Un ingénieur de Québec qui avait fait part à une psychologue de son souhait de vouloir tuer son patron et ses collègues de travail est condamné à une peine de prison de deux ans moins un jour.

François Daigle était de retour, vendredi matin, au palais de justice de Québec pour le prononcé de sa peine. En tenant compte du temps qu'il a déjà passé derrière les barreaux depuis son arrestation, la peine de l'accusé s'élève à 21 mois et 5 jours. La Couronne réclamait 6 ans de prison.

François Daigle a été déclaré coupable, en mars dernier, d'avoir menacé la psychologue qui a alerté la police en 2012 pour leur faire part des intentions meurtrières de son patient.

Insatisfait de son sort à son bureau d'ingénieurs, François Daigle avait exprimé le souhait de faire exploser l'édifice du boulevard René-Lévesque où il travaillait pour tuer son patron et ses collègues.

L'homme avait par la suite changé d'idée en élaborant un plan pour laisser échapper un gaz toxique dans l'immeuble.
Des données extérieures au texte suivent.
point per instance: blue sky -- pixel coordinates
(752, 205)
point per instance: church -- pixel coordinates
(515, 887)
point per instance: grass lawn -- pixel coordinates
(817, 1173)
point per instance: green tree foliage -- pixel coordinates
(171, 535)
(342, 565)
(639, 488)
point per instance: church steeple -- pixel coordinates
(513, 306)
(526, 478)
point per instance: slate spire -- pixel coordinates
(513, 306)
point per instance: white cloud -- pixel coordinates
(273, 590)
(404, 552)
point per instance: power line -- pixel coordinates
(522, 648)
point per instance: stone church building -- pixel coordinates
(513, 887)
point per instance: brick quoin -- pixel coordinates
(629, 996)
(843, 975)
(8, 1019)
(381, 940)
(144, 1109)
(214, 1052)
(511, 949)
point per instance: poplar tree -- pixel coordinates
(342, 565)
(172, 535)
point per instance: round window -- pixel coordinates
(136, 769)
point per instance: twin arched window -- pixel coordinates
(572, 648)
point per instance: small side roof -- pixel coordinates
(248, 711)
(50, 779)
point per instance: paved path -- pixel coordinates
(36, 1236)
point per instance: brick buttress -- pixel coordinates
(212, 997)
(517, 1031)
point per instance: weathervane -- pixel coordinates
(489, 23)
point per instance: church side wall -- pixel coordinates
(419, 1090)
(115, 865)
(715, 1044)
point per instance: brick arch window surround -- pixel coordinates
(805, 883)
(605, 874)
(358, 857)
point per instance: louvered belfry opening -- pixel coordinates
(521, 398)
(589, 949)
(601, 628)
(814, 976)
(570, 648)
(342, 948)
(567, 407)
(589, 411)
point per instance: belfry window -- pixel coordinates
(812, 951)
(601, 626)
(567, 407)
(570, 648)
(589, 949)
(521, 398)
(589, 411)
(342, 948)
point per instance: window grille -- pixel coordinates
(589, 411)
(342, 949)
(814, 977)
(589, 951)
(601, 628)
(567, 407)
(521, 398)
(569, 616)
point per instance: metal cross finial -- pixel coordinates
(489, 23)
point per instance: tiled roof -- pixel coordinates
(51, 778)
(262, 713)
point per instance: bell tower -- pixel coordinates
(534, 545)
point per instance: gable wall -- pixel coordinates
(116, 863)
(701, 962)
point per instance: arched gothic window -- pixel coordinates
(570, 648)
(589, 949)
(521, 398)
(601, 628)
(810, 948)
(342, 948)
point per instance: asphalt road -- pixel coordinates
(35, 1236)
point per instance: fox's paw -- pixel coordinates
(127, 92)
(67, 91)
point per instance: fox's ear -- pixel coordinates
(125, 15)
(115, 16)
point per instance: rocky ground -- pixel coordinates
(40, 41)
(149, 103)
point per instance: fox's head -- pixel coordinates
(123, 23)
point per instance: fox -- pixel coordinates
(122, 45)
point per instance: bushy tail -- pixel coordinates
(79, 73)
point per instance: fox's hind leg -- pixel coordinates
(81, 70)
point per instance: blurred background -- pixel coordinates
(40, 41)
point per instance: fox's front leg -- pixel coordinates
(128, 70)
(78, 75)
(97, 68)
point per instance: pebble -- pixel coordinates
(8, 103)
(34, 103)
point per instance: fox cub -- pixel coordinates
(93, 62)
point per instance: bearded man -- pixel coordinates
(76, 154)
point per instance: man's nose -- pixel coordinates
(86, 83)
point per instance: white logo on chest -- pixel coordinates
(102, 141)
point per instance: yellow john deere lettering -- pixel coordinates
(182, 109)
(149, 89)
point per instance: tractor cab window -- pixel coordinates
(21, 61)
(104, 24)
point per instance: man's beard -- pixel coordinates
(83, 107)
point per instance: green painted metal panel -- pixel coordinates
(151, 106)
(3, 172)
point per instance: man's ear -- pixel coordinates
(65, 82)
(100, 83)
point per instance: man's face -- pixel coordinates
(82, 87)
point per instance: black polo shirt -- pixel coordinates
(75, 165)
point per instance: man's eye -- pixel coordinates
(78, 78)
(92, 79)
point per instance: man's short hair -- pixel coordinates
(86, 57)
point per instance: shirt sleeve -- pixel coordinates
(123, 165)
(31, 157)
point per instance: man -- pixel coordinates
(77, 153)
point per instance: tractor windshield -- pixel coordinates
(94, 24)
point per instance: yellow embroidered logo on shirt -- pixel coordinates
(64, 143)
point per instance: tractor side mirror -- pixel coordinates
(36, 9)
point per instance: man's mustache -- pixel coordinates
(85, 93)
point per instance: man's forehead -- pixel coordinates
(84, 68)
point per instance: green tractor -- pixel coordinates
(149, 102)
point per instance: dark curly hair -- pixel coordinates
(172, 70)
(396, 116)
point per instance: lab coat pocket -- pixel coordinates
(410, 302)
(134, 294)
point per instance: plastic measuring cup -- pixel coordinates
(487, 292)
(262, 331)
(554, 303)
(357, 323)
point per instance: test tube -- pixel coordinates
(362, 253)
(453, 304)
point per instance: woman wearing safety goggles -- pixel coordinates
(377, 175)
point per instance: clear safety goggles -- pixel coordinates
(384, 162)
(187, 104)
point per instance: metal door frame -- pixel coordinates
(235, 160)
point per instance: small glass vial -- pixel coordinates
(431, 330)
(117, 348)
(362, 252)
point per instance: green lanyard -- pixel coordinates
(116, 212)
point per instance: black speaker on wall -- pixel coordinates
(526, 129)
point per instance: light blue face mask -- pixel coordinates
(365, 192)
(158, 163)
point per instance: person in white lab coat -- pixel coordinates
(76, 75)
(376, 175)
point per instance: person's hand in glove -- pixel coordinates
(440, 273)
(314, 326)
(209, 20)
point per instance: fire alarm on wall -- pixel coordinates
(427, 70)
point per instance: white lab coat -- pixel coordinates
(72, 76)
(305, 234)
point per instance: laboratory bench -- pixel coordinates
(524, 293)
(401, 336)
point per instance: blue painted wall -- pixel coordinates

Au moment de son arrestation en mars 2012, François Daigle avait en sa possession des produits chimiques et des substances potentiellement explosives.

Facteurs atténuants

Lors du prononcé de la peine, la juge a insisté sur certains facteurs atténuants pour justifier la peine de deux ans moins un jour imposée à François Daigle.

En plus de suivre une thérapie depuis 2012, François Daigle est bien encadré, a fait savoir la juge, car il bénéficie du soutien de ses proches, notamment de sa femme, avec qui il a eu trois enfants.

François Daigle travaille désormais comme livreur et il a entrepris des études collégiales pour refaire sa vie, a ajouté la juge.

Cette dernière a aussi insisté sur le fait qu'un rapport d'expert soumis par la défense lors des représentations sur la peine stipulait que le risque de récidive était faible dans le cas de François Daigle.

Diagnostiqué d'un trouble de la personnalité narcissique, le tribunal ne pouvait pas juger François Daigle aussi sévèrement qu'une personne saine d'esprit, a conclu la juge.